I read years ago (and cannot find the bookmark, will add later if I find it) how music was being "flattened," with the dynamic range taken out. Soft passages were made louder, really loud passages a little softer, so that the whole was of a very similar loudness.
I think I realized why this evening when driving. (Quiet driving is a really good time to think.)
We use music differently than a century ago. We don't go to a quiet hall to hear a concert, or a quiet room to hear a recording. We carry music with us, in the car or bus or down the street. That means ambient noise, and quite a lot of it. Quiet passages are lost in the road noise (as I found when we tried to listen to Beethoven when driving to Louisville) unless you turn the volume way up--which makes the forte parts problematic. So you do some flattening yourself with the volume knob. Sound engineers can do it better--they know what you need for your aural shield, and how to fiddle with the sound to make a passage sound sort of pianissimo when it is really loud enough to be heard over a garbage truck.
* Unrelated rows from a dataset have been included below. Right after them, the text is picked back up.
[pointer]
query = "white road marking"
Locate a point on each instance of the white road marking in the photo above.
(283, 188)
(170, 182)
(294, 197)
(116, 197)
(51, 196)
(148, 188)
I wrote this in a waiting room, with soft voices behind the glass shields, a faint hiss of air handlers, and a not-so-dull roar from the highway nearby. The music playing was soft and slow--and I could hear the muted trumpet, but not the piano line or the rest of the horns. To flatten the piece would spoil the effect--so I lose either way, unless I can find it again and listen in quiet; giving the music the respect it deserves.